This post was updated on 2017-12-19 to remove outdated information that caused frequent misunderstanding of Bazel's sandboxing feature.
We've only added sandboxing to Bazel two weeks ago, and we've already seen a flurry of fixes to almost all of the rules to conform with the additional restrictions imposed by it.
What is sandboxing?
Sandboxing is the technique of restricting the access rights of a process. In the context of Bazel, we're mostly concerned with restricting file system access. More specifically, Bazel's file system sandbox will run processes in a working directory that only contains known inputs, such that compilers and other tools can't even see source files they should not access, unless they know the absolute paths to them.
Note that sandboxing does not try to hide the host environment in any way. Processes can freely access all files on the file system. However we try to prevent them from modifying any files outside their working directory. This requires platform-specific features though and is only available on newer Linux versions that support user namespaces and on macOS.

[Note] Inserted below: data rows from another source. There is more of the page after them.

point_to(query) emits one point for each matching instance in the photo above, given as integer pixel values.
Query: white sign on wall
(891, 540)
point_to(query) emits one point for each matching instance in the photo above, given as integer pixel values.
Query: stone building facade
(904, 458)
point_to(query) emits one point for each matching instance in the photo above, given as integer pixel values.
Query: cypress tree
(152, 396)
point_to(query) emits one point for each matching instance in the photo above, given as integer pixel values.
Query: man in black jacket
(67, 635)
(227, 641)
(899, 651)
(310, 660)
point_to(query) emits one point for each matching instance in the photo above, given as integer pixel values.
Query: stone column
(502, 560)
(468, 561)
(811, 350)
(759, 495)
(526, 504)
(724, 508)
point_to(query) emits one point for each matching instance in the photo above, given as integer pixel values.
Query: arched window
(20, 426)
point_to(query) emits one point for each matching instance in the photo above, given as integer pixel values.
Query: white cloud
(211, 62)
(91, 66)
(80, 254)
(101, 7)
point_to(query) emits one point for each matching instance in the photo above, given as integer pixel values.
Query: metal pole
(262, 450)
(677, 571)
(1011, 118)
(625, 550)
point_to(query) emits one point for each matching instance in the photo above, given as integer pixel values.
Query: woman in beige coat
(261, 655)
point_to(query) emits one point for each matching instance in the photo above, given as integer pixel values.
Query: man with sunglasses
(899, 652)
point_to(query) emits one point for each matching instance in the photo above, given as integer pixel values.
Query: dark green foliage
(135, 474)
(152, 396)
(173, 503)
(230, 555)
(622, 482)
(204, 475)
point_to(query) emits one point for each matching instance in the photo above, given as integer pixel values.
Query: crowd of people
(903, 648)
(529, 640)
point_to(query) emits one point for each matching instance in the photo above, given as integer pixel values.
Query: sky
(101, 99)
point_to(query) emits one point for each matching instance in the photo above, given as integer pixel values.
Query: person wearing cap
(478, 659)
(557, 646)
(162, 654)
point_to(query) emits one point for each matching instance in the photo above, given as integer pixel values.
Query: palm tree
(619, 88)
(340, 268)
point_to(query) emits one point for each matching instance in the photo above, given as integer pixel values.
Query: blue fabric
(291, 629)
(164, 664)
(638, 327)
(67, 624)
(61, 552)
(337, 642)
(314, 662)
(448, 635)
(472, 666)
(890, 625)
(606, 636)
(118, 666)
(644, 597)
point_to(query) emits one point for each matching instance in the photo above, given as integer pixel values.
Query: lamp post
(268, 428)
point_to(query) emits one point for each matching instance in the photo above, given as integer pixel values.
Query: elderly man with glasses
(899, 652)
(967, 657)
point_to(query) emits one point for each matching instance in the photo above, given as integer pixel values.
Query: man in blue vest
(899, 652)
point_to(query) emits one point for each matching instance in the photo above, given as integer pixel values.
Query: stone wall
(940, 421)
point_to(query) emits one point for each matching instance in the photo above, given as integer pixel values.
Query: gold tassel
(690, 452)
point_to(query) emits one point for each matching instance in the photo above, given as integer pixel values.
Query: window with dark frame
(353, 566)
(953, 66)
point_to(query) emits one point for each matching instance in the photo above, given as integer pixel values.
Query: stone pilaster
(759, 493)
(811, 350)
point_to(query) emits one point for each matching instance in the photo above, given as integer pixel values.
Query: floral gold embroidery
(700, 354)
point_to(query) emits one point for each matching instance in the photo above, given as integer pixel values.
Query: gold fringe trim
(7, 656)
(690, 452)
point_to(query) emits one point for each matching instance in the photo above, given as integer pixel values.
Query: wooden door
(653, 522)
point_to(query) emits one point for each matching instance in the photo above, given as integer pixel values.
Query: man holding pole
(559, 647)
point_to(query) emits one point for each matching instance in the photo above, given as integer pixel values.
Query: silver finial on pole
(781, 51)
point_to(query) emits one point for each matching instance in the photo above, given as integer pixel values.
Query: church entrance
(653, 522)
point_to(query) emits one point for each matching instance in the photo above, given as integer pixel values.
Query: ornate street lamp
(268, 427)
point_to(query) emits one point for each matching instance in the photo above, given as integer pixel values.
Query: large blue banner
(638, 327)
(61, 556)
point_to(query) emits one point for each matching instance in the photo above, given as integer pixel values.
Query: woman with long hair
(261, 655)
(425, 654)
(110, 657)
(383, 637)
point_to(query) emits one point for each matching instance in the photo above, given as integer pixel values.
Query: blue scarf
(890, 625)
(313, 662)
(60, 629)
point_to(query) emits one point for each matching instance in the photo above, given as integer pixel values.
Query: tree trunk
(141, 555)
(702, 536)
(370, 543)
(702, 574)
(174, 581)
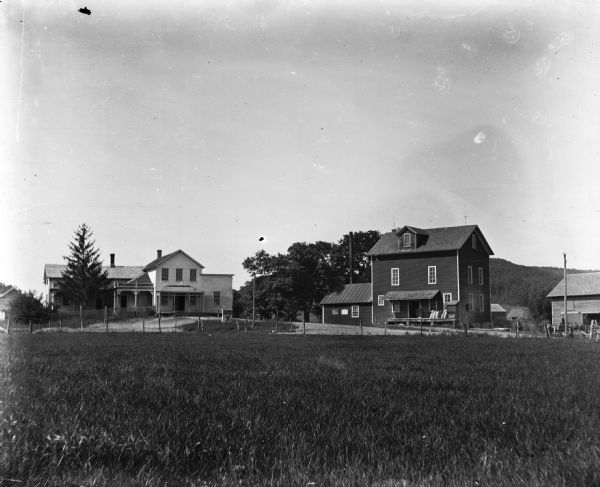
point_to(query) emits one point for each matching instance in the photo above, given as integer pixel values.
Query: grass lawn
(256, 409)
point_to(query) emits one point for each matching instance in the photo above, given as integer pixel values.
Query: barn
(350, 306)
(583, 298)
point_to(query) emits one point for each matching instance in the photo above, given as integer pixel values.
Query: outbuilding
(349, 306)
(583, 298)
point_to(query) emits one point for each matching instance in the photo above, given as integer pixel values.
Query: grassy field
(260, 409)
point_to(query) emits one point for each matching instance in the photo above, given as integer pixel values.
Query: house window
(431, 274)
(470, 302)
(395, 276)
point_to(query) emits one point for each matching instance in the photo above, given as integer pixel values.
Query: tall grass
(289, 410)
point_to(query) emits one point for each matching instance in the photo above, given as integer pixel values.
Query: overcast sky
(206, 125)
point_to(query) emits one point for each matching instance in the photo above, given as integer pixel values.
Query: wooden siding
(476, 258)
(364, 314)
(413, 276)
(576, 307)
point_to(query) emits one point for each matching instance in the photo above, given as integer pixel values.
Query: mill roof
(435, 240)
(585, 284)
(352, 293)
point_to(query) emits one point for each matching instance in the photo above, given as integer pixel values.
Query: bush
(27, 306)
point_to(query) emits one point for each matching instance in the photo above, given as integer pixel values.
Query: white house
(171, 283)
(5, 299)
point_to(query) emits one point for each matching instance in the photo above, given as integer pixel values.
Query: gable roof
(156, 262)
(55, 271)
(143, 280)
(352, 293)
(437, 239)
(585, 284)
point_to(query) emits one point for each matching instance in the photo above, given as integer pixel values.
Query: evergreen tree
(83, 278)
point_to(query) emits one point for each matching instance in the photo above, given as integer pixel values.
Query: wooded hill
(521, 285)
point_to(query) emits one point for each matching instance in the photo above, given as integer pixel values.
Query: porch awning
(410, 295)
(180, 289)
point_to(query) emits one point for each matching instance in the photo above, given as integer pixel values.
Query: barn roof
(352, 293)
(436, 239)
(55, 271)
(156, 262)
(586, 284)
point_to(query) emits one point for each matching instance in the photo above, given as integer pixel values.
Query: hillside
(521, 285)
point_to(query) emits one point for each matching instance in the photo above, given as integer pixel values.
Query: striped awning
(410, 295)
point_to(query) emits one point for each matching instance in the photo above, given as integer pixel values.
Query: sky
(205, 125)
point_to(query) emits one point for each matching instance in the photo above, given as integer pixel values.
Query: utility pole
(565, 297)
(253, 299)
(350, 251)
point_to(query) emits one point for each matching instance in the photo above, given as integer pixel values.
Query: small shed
(521, 313)
(583, 298)
(349, 306)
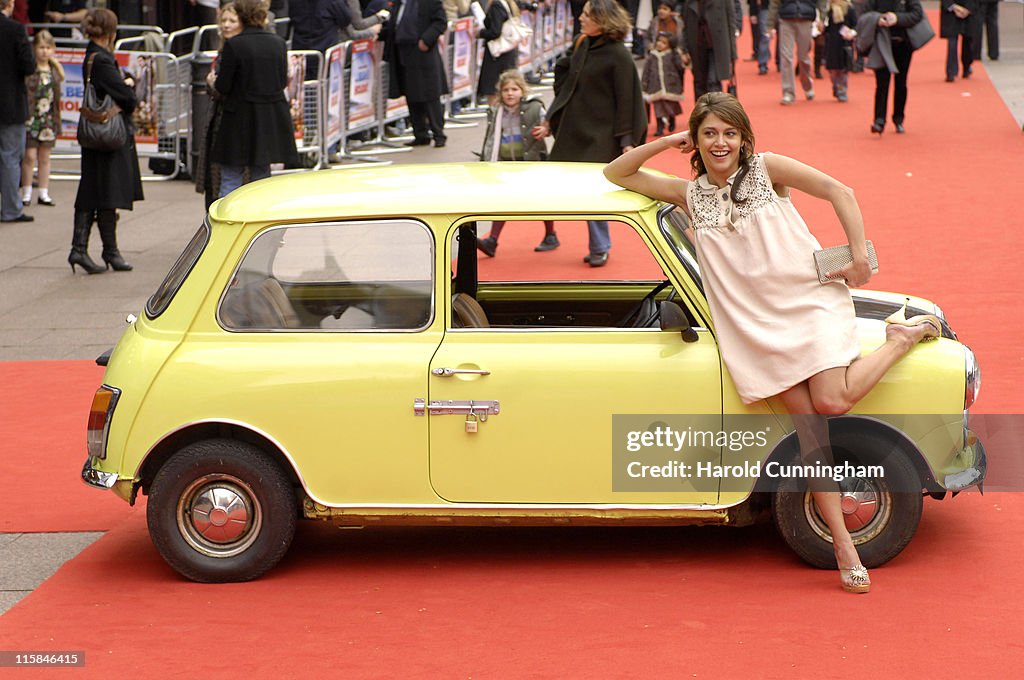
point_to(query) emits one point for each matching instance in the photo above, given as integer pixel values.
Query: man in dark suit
(16, 61)
(759, 34)
(415, 66)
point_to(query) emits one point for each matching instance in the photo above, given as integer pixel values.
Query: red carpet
(43, 449)
(597, 603)
(546, 603)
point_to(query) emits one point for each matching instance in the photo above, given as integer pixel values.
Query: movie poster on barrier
(526, 48)
(561, 20)
(462, 79)
(295, 92)
(144, 118)
(549, 34)
(336, 64)
(360, 87)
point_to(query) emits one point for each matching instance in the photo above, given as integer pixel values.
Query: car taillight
(100, 414)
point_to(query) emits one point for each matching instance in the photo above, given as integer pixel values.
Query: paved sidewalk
(47, 313)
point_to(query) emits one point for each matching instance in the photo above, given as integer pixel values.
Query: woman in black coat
(110, 179)
(493, 67)
(256, 124)
(598, 110)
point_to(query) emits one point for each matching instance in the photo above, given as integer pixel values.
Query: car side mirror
(672, 317)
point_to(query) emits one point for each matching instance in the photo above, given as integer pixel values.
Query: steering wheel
(645, 313)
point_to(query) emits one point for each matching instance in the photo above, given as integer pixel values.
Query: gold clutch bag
(833, 259)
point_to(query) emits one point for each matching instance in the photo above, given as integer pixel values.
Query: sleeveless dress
(776, 325)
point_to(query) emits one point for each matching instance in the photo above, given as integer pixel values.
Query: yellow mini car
(334, 346)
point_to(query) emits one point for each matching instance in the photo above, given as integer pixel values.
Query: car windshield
(673, 222)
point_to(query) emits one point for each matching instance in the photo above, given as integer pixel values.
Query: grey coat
(721, 18)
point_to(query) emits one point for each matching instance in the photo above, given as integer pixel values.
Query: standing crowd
(601, 107)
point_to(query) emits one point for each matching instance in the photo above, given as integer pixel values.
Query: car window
(179, 271)
(674, 222)
(517, 281)
(360, 275)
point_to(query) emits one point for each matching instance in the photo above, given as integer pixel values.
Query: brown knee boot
(108, 220)
(80, 244)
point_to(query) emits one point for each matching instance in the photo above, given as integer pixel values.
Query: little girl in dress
(43, 126)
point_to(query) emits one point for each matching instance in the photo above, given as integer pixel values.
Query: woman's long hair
(44, 37)
(839, 9)
(99, 23)
(611, 16)
(729, 110)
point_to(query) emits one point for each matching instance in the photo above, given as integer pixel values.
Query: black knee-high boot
(80, 244)
(108, 220)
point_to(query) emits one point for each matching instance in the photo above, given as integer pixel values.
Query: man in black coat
(415, 66)
(256, 126)
(16, 61)
(759, 34)
(958, 23)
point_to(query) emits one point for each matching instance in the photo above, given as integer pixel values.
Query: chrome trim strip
(433, 279)
(540, 507)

Why are we sandboxing in Bazel?
We believe that developers should never have to worry about correctness, and that every build should result in the same output, regardless of the current state of the output tree. If a compiler or tool reads a file without Bazel knowing it, then Bazel won't rerun the action if that file has changed, leading to incorrect incremental builds.

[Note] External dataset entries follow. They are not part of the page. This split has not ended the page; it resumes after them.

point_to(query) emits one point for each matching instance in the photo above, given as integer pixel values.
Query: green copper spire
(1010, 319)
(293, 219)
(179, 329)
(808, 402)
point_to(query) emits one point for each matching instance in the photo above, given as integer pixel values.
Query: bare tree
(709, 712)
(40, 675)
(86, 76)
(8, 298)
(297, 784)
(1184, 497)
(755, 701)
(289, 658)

We would also like to support remote caching in Bazel, where incorrect reuse of cache entries is even more of a problem than on the local machine. A bad cache entry in a shared cache affects every developer on the project, and the equivalent of 'bazel clean', namely wiping the entire remote cache, rather defeats the purpose.

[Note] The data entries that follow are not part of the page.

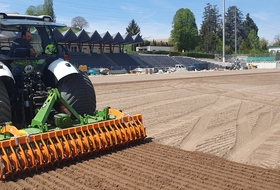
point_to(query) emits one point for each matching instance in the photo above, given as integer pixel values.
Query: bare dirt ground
(206, 130)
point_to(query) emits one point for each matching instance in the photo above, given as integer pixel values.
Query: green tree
(234, 14)
(79, 23)
(254, 40)
(48, 8)
(248, 25)
(276, 40)
(132, 28)
(45, 9)
(245, 46)
(263, 44)
(184, 33)
(34, 10)
(210, 27)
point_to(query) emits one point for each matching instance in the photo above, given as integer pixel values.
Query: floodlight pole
(224, 39)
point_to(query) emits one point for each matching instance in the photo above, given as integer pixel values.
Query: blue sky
(154, 17)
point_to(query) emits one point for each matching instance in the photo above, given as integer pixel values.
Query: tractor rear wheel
(78, 92)
(5, 107)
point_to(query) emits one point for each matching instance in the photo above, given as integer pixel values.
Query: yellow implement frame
(23, 152)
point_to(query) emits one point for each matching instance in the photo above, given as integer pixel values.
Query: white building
(153, 48)
(274, 49)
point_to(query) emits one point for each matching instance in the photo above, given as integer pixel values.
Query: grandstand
(107, 51)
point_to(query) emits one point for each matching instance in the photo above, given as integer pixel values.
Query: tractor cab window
(36, 40)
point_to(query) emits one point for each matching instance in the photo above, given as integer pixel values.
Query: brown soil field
(206, 130)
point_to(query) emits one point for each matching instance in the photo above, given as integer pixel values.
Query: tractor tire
(78, 92)
(5, 107)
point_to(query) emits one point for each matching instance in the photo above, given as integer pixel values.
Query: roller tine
(36, 162)
(42, 154)
(2, 168)
(32, 154)
(18, 158)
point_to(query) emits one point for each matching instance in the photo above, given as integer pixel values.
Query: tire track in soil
(203, 160)
(219, 175)
(154, 166)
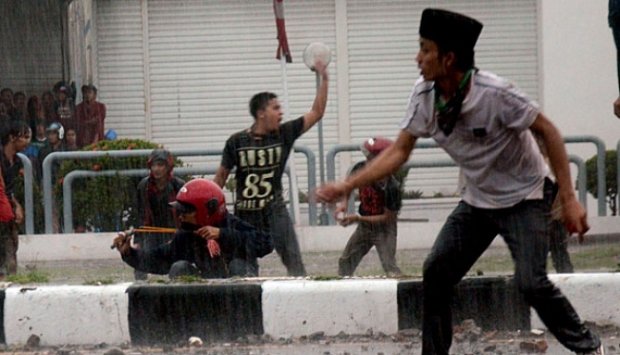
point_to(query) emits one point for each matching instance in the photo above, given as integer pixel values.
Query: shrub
(104, 203)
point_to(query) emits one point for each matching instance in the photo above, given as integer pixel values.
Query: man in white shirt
(486, 125)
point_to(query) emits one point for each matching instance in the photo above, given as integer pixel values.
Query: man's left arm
(320, 100)
(574, 215)
(236, 233)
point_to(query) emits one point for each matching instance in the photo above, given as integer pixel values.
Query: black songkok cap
(450, 30)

In addition, sandboxing is closely related to remote execution. If the build works well with sandboxing, then it will likely work well with remote execution - if we know all the inputs, we can just as well upload them to a remote machine. Uploading all files (including local tools) can significantly reduce maintenance costs for compile clusters compared to having to install the tools on every machine in the cluster every time you want to try out a new compiler or make a change to an existing tool.
How does it work?
On Linux, we're using user namespaces, which are available in Linux 3.8 and later. We use mount namespaces to make parts of the file system read-only and PID namespaces for reliable process management.
On Mac, we use
sandbox-exec, which is supplied with the operating system.
Unfortunately no mechanism like PID namespaces or Subprocess Reapers seems
to exist on macOS, so we couldn't get process management to work reliably
On Windows, we currently do not implement sandboxing.